La métaphore filée du « flot de vin vieux » versé (v. 3-4) fait place à une métaphore plus large : celle du flux
de la mémoire.
Le buffet ne serait pas seulement un lieu de mémoire, mais l’image même de la mémoire, qui comporte sa part
de lumière à travers les souvenirs (« jaunes », « blancs ou blonds », « s’ouvrent ») mais aussi sa part d’ombre.
On trouve en effet dans le poème, en contraste avec le court champ lexical de la lumière un bref champ lexical
de l’obscurité : « sombre », « ombre » (vers 1 et 3), « noires » (v. 14).

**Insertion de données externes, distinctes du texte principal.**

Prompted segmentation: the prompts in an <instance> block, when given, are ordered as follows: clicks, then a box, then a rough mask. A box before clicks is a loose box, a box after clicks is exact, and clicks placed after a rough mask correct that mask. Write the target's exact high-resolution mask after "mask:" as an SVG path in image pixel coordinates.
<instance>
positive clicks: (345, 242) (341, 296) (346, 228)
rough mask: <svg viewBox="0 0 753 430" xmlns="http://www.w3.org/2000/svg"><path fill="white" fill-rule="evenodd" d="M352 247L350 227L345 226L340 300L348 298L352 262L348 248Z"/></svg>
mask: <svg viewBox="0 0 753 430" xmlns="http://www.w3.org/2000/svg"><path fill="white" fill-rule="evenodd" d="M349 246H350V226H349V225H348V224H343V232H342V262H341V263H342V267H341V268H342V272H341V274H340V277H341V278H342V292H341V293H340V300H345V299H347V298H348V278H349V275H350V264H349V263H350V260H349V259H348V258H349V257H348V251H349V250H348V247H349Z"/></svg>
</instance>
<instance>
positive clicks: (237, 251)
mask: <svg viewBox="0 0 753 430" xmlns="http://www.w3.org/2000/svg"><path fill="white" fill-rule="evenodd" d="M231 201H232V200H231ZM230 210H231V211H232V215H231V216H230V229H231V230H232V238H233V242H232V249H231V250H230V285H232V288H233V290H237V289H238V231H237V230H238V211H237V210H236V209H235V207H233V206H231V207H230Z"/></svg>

Cette obscurité pourrait représenter l’oubli, limite de la mémoire.

Transition : En ouvrant les « grandes portes noires » du buffet, le poète lui (re)donne la vie.

III – Les pouvoirs de la poésie


A – Le poète animiste
(L’animisme est une croyance qui attribue une âme aux choses, aux objets, aux végétaux…)

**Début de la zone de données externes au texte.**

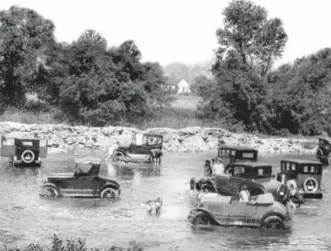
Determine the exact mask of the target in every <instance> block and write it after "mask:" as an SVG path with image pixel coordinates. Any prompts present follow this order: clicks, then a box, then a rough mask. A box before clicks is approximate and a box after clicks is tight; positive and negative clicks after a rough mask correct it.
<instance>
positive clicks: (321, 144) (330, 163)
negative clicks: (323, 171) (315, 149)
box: [316, 138, 331, 166]
mask: <svg viewBox="0 0 331 251" xmlns="http://www.w3.org/2000/svg"><path fill="white" fill-rule="evenodd" d="M316 158H317V159H318V160H319V161H320V162H321V163H322V164H324V165H330V166H331V144H330V140H327V139H323V138H319V139H318V148H317V152H316Z"/></svg>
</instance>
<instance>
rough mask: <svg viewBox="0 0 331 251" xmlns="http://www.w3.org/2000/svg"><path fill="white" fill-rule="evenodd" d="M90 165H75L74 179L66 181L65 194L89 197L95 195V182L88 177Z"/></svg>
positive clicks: (87, 164)
mask: <svg viewBox="0 0 331 251" xmlns="http://www.w3.org/2000/svg"><path fill="white" fill-rule="evenodd" d="M92 167H93V166H92V165H91V164H86V163H77V164H76V167H75V173H74V178H73V179H70V180H69V181H68V187H67V192H68V193H69V194H70V195H71V196H78V197H90V196H93V195H94V194H95V190H96V186H97V180H96V178H95V177H94V176H91V175H90V171H91V169H92Z"/></svg>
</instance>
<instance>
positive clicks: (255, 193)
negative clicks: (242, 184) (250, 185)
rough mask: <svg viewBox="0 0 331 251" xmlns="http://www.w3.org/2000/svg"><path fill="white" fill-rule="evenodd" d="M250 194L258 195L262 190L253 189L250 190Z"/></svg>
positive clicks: (263, 193) (260, 189) (258, 189)
mask: <svg viewBox="0 0 331 251" xmlns="http://www.w3.org/2000/svg"><path fill="white" fill-rule="evenodd" d="M250 194H251V196H257V195H260V194H264V192H263V191H262V190H261V189H253V190H252V191H251V192H250Z"/></svg>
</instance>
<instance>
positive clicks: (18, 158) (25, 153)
mask: <svg viewBox="0 0 331 251" xmlns="http://www.w3.org/2000/svg"><path fill="white" fill-rule="evenodd" d="M1 156H2V157H8V158H9V161H10V163H11V164H12V165H13V166H36V167H40V166H41V164H42V160H41V158H46V157H47V140H45V139H40V138H15V137H5V136H2V137H1Z"/></svg>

Dans ce poème, l’auteur transforme sous nos yeux un objet banal en objet extraordinaire.

En personnifiant et en humanisant le vieux meuble, le poète lui attribue une âme.

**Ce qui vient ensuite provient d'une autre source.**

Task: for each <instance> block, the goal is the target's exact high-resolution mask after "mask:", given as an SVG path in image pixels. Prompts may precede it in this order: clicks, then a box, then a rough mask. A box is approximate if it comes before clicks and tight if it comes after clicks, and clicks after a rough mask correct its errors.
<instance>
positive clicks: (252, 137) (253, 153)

Il s’agit d’une âme pleine (« tout plein », v. 5) de richesses, ce qui est marqué par l’abondance de termes au
pluriel :
« vieilles gens » (v. 2), « parfums engageants » (v. 4), « vieilles vieilleries », « linges odorants et jaunes », «
chiffons », « femmes », « enfants », « dentelles flétries », « fichus », « griffons » (v. 5 à 8), « les médaillons, les
mèches », « cheveux blancs ou blonds », « les portraits, les fleurs sèches », « des parfums de fruits » (v. 9 à 11),
« bien des histoires », « tes contes », « tes grandes portes noires » (v. 12-14).

Ces richesses sont représentées par l’accumulation d’objets graduellement associés à des personnes, des
sensations et des souvenirs.

Par ailleurs, la référence à l’univers fantastique à travers le terme « griffons » (v. 8 : créature fantastique à tête
de lion et corps d’aigle) renforce cette animation surnaturelle de l’objet par le poète.

L’emploi du conditionnel (« on trouverait », v. 9 et « Tu voudrais », v. 13), mode de l’irréel, souligne


également le passage dans une autre dimension, un univers fictif qui laisse place à l’imaginaire.

Avec le poète, nous entrons dans un autre monde, un autre temps.

B – Une poésie qui transcende le réel


Dans ce poème, Rimbaud nous fait passer du monde réel, représenté par le « large buffet sculpté » du 1er vers à
un monde imaginaire et intemporel .

Le passage du présent de l’indicatif, à valeur descriptive dans les deux premières strophes (« C’est », vers 1, 3,
5 et 9), au conditionnel dans les deux dernières (vers 9 et 13) traduit un passage du réel à l’irréel (le
conditionnel est le mode de l’irréel).

Par ailleurs, le présent employé dans le second tercet se rapproche d’un présent de vérité générale : « tu sais »
(v. 12), « tu bruis/Quand s’ouvrent tes grandes portes noires. » (v. 14), comme si le poète nous faisait passer
dans un monde intemporel.

Cette rupture temporelle est renforcée par la présence des tirets au début de chaque tercet (v. 9 et v. 12). Ces
tirets soulignent la séparation entre deux mondes : le monde banal de la réalité quotidienne et le monde
transformé et sublimé par le regard du poète.